I cani scomparsi – Ma il secondo mistero affiora dietro la motivazione del fatto che si trovasse lì. Una prima spiegazione: stava inseguendo i cani che le erano scappati. Cinque animali, di cui tre pastori tedeschi, che quel giorno stava portando a passeggio per conto di un centro cinofilo della zona. Ma dove sono finiti? Anche questo è un mistero. Perché nessuno ne ha più trovato traccia. Nemmeno di uno. Li hanno cercati ovunque. Hanno fatto appelli sui social. Niente da fare. Anche qui, le cose non tornano. E’ vero che siamo nelle campagne, ma è possibile che cinque cani svaniscano nel nulla senza che nessuno riesca più a trovarli? Erano tutti di alta genealogia, avevano un discreto valore, più di 4 mila euro.

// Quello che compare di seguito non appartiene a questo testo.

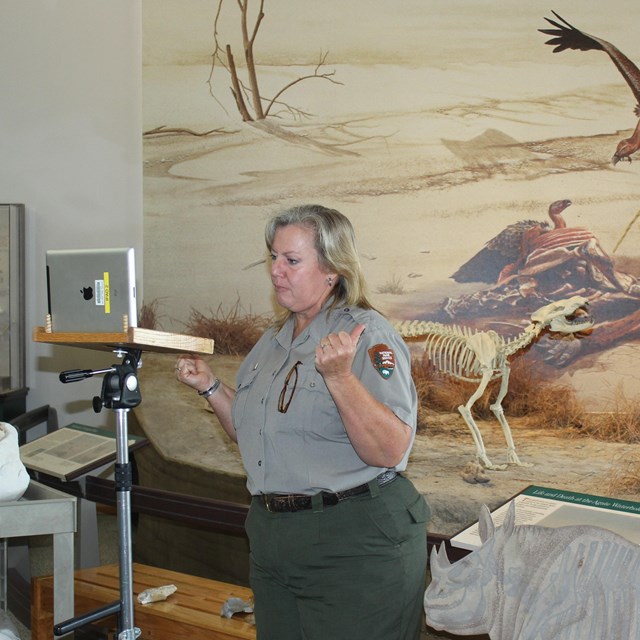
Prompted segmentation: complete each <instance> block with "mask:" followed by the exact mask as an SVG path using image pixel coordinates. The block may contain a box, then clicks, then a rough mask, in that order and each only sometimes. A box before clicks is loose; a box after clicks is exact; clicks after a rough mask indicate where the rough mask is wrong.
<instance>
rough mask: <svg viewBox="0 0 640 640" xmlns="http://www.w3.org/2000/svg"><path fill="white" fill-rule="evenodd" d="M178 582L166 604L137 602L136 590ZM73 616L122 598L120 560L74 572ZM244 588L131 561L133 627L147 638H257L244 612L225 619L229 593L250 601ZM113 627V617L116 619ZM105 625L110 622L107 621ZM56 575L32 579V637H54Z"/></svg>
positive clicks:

Anche questa è una circostanza che alimenta nuovi sospetti. Chi dà l’allarme? Proprio la madre: “Polina non mi risponde più al telefono, dovevamo vederci proprio stamattina, aiutatemi”. Scattano le ricerche con le unità cinofile, arriva il terribile ritrovamento. Sul corpo non ci sono segni di violenza. Il cellulare è lì, vicino al fosso, e lo schermo evidenzia ancora le decine di chiamate ricevute dalla madre che non hanno ottenuto risposta. Due guinzagli sono vicino al ciglio, riposti in maniera ordinata. Molto strano.

I post di Facebook cancellati – Non è finita. Un’appassionata di criminologia ha studiato il profilo Facebook di Polina. Nessuno poteva più accedere, ma qualche tempo dopo qualcuno ha fatto sparire alcune foto e i dati relativi ai suoi spostamenti. In particolare due post, cancellati dopo la sua morte. Il tentativo di celare l’identità di qualcuno? Ce n’è abbastanza per indurre la madre Anna a non credere alla ricostruzione di una semplice disgrazia. Si è opposta alla richiesta di archiviare tutto. Come chiedono invece i pm. Il prossimo 6 giugno la decisione.